第83話 獣人国王都
森が見えてきた。
「やっと王都に着いた!」
獣人国王女ブリュンヌが叫んだ。
「へ? 森しか見えないよ。どういうこと?」
ソウタは目を丸くしてペストマスクの従者に尋ねる。
「あの森こそが我が国の王都なのです」
獣人国の王都は森の中にある。いや、森そのものが王都である。獣人達はその強力な身体能力があるため、城壁で囲む町作りはしない。

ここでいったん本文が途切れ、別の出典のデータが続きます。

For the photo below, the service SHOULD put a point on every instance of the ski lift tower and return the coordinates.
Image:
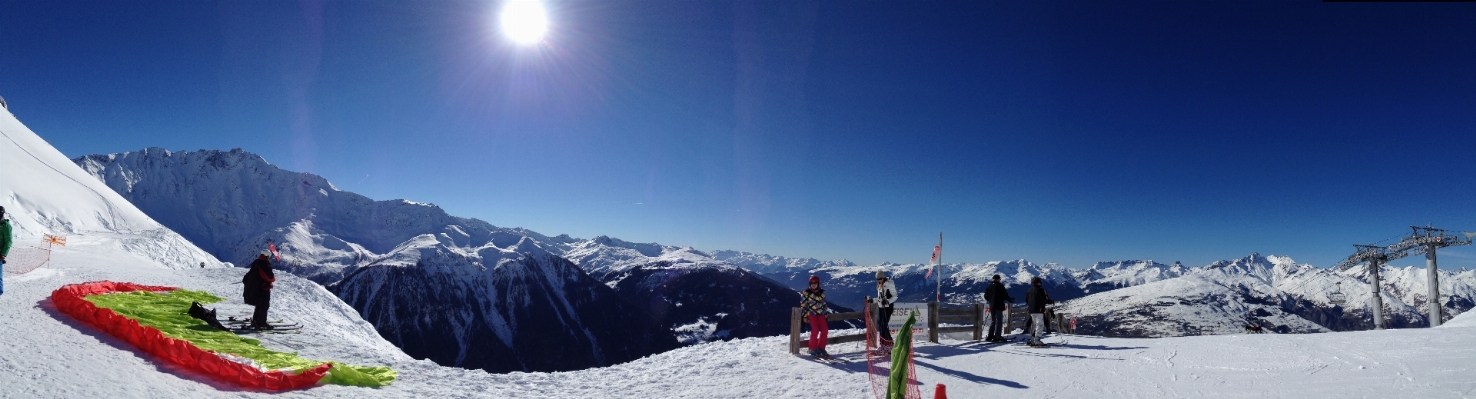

「人は石垣、人は城」かの武田信玄の言葉のように、究極の戦闘民族である獣人達は守る事を良しとしない。戦いは何時でも攻めるのみなのだ。
「ふへぇ、森が王都なんだぁ」
「さあ、急ぎましょう」
ブリュンヌに急かされて、ソウタ達は森に向かった。
森に続く道の前には大柄の熊の獣人とサイの獣人が完全武装で立ち塞がる。
「この先は獣人国王都だ! 今は誰も通さん、サッサと帰るが良い」
槍を構えた熊の獣人が大声で叫ぶ。
「はぁ? そこを退け! 俺は王女ブリュンヌだ!」
ブリュンヌはペストマスクを脱いで顔を見せると熊の獣人が構える槍を掴んだ。
「お、王女様! これは失礼致しました」
槍から手を離し跪く獣人達。
「うむ、父上、母上は存命か?」
「は、はい。伏せってはおりますが、存命とお聞きしております」
跪くサイの獣人が応えた。
「良かったぁ、間に合ったか」
ホッとひと息のブリュンヌ。
「ささ、聖者様、参りましょう」
ブリュンヌはソウタに振り向き森の中に招こうとする。
「ブリュンヌ様! お待ち下さい」
熊の獣人とサイの獣人が立ち上がりソウタ達を遮る。
「今、王都はロックダウン中、他国の者はいかなる理由であっても中に入れるなと宰相様から言われております」
続けて熊の獣人が言う。
「しかも、その者達は戦いも出来ない人族の鼻垂れ小僧と娘。王都に入れる訳には行きません」
サイの獣人はソウタとナナミ、モモカにチラリと目をやり、ブリュンヌに言う。
その言葉にちょっとカチンときたソウタ。
(泣いて頼まれたから、しょうがなく来たのに、そんな事言われたら助ける気も失せるよ)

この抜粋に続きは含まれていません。